For identity teams, the programme question is not whether a vendor was assessed, but whether its privileges still match current business need. That is where vendor inventory, role ownership, and periodic validation become operational controls rather than administrative overhead.
For practitioners
- Centralise the vendor inventory Create one system of record for vendors, services, access scope, risk tier, and business owner so assessments and reviews operate from the same data set.
- Link assessments to lifecycle events Trigger reassessment when a vendor changes service scope, handles new data, or shows a security or compliance signal that changes its risk tier.
- Assign explicit stage owners Name accountable owners for onboarding, approval, monitoring, remediation, and offboarding so findings do not disappear between teams.
- Standardise risk scoring criteria Use the same scoring model across business units so high-risk vendors are prioritised consistently rather than by local preference.

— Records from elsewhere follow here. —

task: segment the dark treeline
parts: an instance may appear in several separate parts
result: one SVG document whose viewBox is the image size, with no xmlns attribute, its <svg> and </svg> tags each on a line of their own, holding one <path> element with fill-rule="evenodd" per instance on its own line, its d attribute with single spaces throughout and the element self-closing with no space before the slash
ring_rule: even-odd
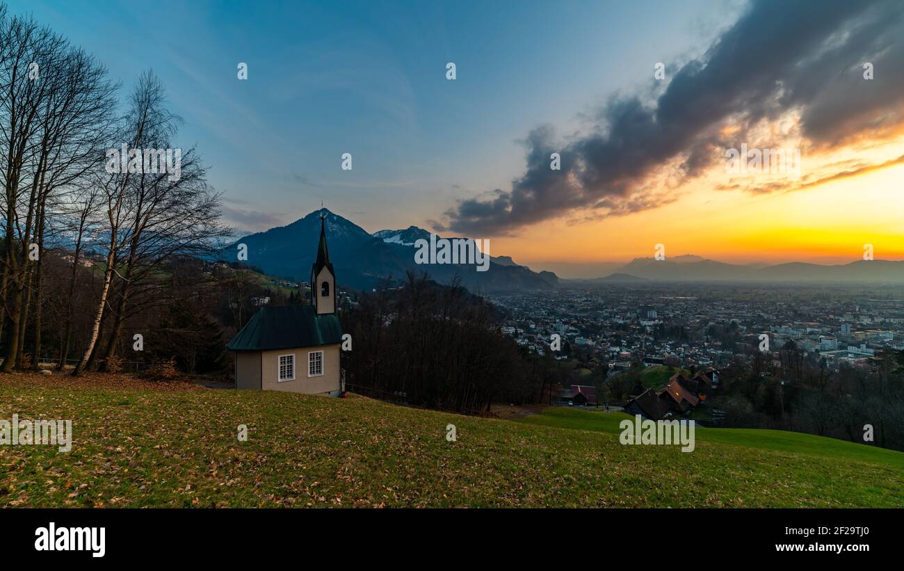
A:
<svg viewBox="0 0 904 571">
<path fill-rule="evenodd" d="M 344 354 L 353 388 L 467 413 L 539 398 L 541 360 L 501 335 L 494 306 L 458 284 L 409 274 L 400 286 L 387 281 L 358 302 L 342 314 L 353 342 Z"/>
<path fill-rule="evenodd" d="M 904 450 L 904 351 L 886 350 L 869 366 L 828 368 L 824 359 L 787 342 L 771 359 L 722 371 L 711 404 L 724 425 L 778 428 Z"/>
<path fill-rule="evenodd" d="M 174 281 L 203 281 L 177 260 L 227 230 L 179 124 L 153 73 L 122 97 L 93 56 L 0 5 L 0 370 L 107 368 L 126 329 L 181 299 Z"/>
</svg>

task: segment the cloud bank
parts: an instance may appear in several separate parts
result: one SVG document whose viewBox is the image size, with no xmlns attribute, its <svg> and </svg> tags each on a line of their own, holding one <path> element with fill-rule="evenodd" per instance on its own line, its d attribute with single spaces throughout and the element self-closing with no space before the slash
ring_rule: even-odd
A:
<svg viewBox="0 0 904 571">
<path fill-rule="evenodd" d="M 755 1 L 703 56 L 670 73 L 664 89 L 610 98 L 565 143 L 551 126 L 532 131 L 512 189 L 461 201 L 435 228 L 504 235 L 564 214 L 656 208 L 675 200 L 674 183 L 724 164 L 725 149 L 742 141 L 767 146 L 792 136 L 821 153 L 896 136 L 904 126 L 902 14 L 899 0 Z M 559 171 L 550 168 L 552 153 Z"/>
</svg>

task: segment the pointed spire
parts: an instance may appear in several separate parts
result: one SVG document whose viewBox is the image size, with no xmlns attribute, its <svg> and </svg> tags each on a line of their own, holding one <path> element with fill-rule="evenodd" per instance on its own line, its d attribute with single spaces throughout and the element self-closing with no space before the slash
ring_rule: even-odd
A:
<svg viewBox="0 0 904 571">
<path fill-rule="evenodd" d="M 333 274 L 333 264 L 330 263 L 330 252 L 326 248 L 326 214 L 324 213 L 323 205 L 320 211 L 320 243 L 317 244 L 317 258 L 314 263 L 314 275 L 316 276 L 324 267 L 330 269 Z"/>
</svg>

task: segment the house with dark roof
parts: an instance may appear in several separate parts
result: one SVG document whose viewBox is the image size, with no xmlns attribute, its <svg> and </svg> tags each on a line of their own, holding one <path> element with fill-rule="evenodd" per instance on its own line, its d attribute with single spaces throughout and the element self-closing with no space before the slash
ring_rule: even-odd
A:
<svg viewBox="0 0 904 571">
<path fill-rule="evenodd" d="M 659 397 L 669 402 L 673 409 L 679 413 L 686 412 L 700 404 L 700 398 L 683 387 L 677 379 L 665 385 Z"/>
<path fill-rule="evenodd" d="M 635 397 L 625 406 L 625 412 L 629 415 L 640 415 L 650 420 L 660 420 L 671 412 L 669 404 L 665 402 L 653 388 L 647 388 Z"/>
<path fill-rule="evenodd" d="M 587 385 L 571 385 L 571 401 L 579 407 L 598 407 L 597 388 Z"/>
<path fill-rule="evenodd" d="M 338 396 L 342 325 L 335 314 L 335 273 L 325 217 L 311 267 L 311 304 L 261 307 L 229 342 L 235 388 Z"/>
</svg>

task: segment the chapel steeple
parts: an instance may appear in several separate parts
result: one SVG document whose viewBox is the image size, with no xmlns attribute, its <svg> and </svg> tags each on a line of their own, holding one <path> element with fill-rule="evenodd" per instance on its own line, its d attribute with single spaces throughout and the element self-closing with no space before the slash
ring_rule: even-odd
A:
<svg viewBox="0 0 904 571">
<path fill-rule="evenodd" d="M 335 313 L 335 272 L 326 248 L 326 214 L 320 211 L 320 242 L 311 267 L 311 303 L 318 315 Z"/>
</svg>

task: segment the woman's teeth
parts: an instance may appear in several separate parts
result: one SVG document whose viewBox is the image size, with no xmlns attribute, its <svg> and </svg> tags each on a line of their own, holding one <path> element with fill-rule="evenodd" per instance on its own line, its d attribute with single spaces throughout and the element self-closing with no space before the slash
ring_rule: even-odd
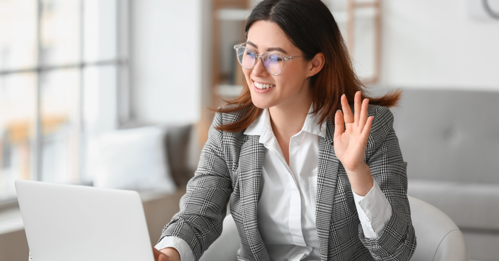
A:
<svg viewBox="0 0 499 261">
<path fill-rule="evenodd" d="M 258 83 L 257 82 L 254 82 L 254 86 L 256 88 L 260 89 L 270 89 L 273 87 L 275 87 L 275 84 L 263 84 L 262 83 Z"/>
</svg>

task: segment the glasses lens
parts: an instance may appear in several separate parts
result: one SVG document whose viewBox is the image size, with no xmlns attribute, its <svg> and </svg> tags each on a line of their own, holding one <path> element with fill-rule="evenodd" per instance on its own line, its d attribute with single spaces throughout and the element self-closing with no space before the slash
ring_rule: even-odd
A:
<svg viewBox="0 0 499 261">
<path fill-rule="evenodd" d="M 254 60 L 256 54 L 250 49 L 245 47 L 238 48 L 236 49 L 238 53 L 238 59 L 243 67 L 250 68 L 254 65 Z"/>
<path fill-rule="evenodd" d="M 273 53 L 268 53 L 263 56 L 263 65 L 267 71 L 271 74 L 276 75 L 282 71 L 284 64 L 282 58 Z"/>
</svg>

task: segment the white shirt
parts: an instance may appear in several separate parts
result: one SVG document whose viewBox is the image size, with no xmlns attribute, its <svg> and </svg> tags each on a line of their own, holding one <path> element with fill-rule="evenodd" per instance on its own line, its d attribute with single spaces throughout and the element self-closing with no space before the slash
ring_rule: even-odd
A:
<svg viewBox="0 0 499 261">
<path fill-rule="evenodd" d="M 274 261 L 320 260 L 315 196 L 319 143 L 325 137 L 326 124 L 320 127 L 314 120 L 307 115 L 301 130 L 291 137 L 289 165 L 272 131 L 268 109 L 244 133 L 260 136 L 259 142 L 265 147 L 257 223 Z M 390 203 L 376 181 L 365 197 L 352 193 L 364 236 L 379 238 L 391 217 Z M 166 237 L 155 247 L 175 248 L 182 261 L 194 261 L 189 245 L 179 238 Z"/>
</svg>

- Test offboarding as a control Verify that access removal, record closure, and relationship termination happen together when a vendor leaves, not as separate cleanup tasks.
Key takeaways
- Third party risk management is a lifecycle control problem, not a one-time assessment exercise.
- The strongest programmes align vendor inventory, risk scoring, and offboarding so access does not outlive accountability.
- If vendor changes are not triggering reassessment, control drift is already undermining the programme.
Standards & Framework Alignment
This section maps relevant standards and security frameworks to the operational risks and controls described in this guidance.
OWASP Non-Human Identity Top 10 address the attack and risk surface, while NIST CSF 2.0 and NIST CSF 2.0 set the governance and control requirements practitioners need to meet.
| Framework | Control / Reference | Relevance |
|---|---|---|
| NIST CSF 2.0 | ID.SC-1 | Vendor identity and supply-chain roles are central to the programme design described here. |
| NIST CSF 2.0 | PR.AC-4 | The article depends on access scope, review, and removal across vendor relationships. |
| OWASP Non-Human Identity Top 10 | NHI-07 | Third-party credentials and lifecycle control are core non-human identity governance issues. |
Apply NHI-07-style lifecycle discipline so third-party credentials are revoked when risk changes.
Key terms
- Third Party Risk Management: Third party risk management is the process of identifying, assessing, and controlling exposure created by external vendors, partners, and service providers. In practice, it combines security, legal, procurement, and compliance into one lifecycle model so third-party access, obligations, and accountability remain current as relationships change.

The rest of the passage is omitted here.